Tenants Celebrate Court Victory, Mostly
Tenants of Stuyvesant Town and Peter Cooper Village on Thursday expressed support for a ruling from the state’s Court of Appeals, which said that landlord Tishman Speyer unfairly de-regulated thousands of rent-controlled apartments. While many specific implications are unclear, the decision seems to mean apartment deregulations will halt going forward.
“I’m thrilled,” said Joe L., 63, a retired resident of a rent-controlled apartment who declined to give his full last name.
He said he was particularly incensed when his friends were threatened with eviction for owning second homes, and had to pay thousands in legal fees.
Marc McDonald, a jazz saxophonist, has been living in a rent-controlled apartment in Stuy Town for three years with his wife and son. He was happy because of the decision, but didn’t look forward to Tishman’s looming default.
“I don’t see a doomsday scenario, where buildings are going to start falling down,” said Mr. McDonald, but was concerned with the uncertainty of a possible foreclosure.
He also noted that Tishman beautified the community by investing millions of dollars on landscaping, creating a good environment to raise his son, Alec, 2. But this may have been a capitalist effort to transform Stuy Town into a “luxury” area.
“They’re trying to attract an upscale tenant. It’s not completely altruistic.” said Mr. McDonald. “On the other hand, they’ve done some nice things,”
But all the trees and flowers in the world wouldn’t win over some tenants, who said the landscaping efforts weren’t merely a waste of money, but actually degraded Stuy Town’s quality of life.
“These people who came here strictly for greed, I despise that. They made a shamble of this place. It’s so filthy, it’s so dirty. You just feel like they’re out to get you. I want them out of here,” said Ann, who refused to give her last name, a resident since 1955 and a retired junior high school teacher.
She also complained about loud music – not merely from college students, but also the Tishman-sponsored free concerts held at the Stuy Town Oval over the last two summers.
“It’s so loud that my house shakes,” she said. “I have no other place to go. I’m stuck here.”
Daniel Bui, a junior at the New York City College of Technology, moved to Peter Cooper Village in August.
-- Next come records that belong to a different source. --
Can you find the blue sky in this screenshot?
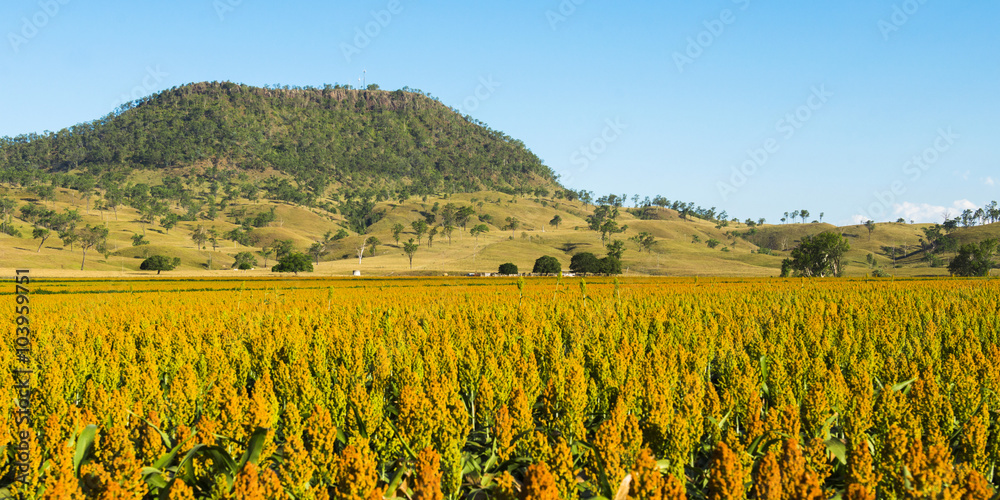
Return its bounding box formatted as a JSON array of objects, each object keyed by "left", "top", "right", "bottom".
[{"left": 0, "top": 0, "right": 1000, "bottom": 224}]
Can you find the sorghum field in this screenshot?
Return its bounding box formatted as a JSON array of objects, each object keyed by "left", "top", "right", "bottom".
[{"left": 0, "top": 278, "right": 1000, "bottom": 500}]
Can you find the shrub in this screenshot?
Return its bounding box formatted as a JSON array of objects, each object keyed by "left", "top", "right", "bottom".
[
  {"left": 139, "top": 255, "right": 181, "bottom": 274},
  {"left": 531, "top": 255, "right": 562, "bottom": 274},
  {"left": 569, "top": 252, "right": 601, "bottom": 274},
  {"left": 497, "top": 262, "right": 517, "bottom": 276}
]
He was pleased by the decision, which could affect some of his neighbors, and wouldn’t mind a reimbursement for his market-rate apartment.
But like many students who have flooded Stuy Town in recent years, Bui was already getting a deal, as the landlord lured market-rate tenants with generous concessions.
“They were so desperate to get tenants here,” he said.
When he signed the lease with two friends for a 920-square-foot apartment for $3,000 a month over the summer, he received a $500 gift card for signing the lease, and another $500 for being referred by a friend – and two months of free rent.
He’s very satisfied with the apartment, which has a recently-renovated full kitchen and bathroom. Though it’s technically one-bedroom, it has been divided into comfortable 15-foot-by-15-foot squares, thanks to a temporary wall installed by Manhattan Pressurized Walls Inc.
But Bui doesn’t plan on staying past the lease, since he said he was told his rent would go up by an estimated $500 per person the second year.
The result is a drastic departure from the family-centered, rent-stabilized that Stuy Town once was. Instead, it has become what residents call a “transient” community, with moving vans piling in when school starts and many tenants who stay for no more than a few semesters or years.
And no matter how the case plays out, some will always wish for a simpler time.
“Even on a pretty day like this, when you feel like smiling,” said 54-year Stuy Town resident Ann. “I think of how it was. Nothing lasts forever.”
But if an era is ending, residents hope the new one will have fewer evictions, fewer market-rate conversions and more affordable housing.
And as the case moves to a lower court, which will decide damages, Stuy Town could very well return to predominantly rent-controlled apartments, new trees and all.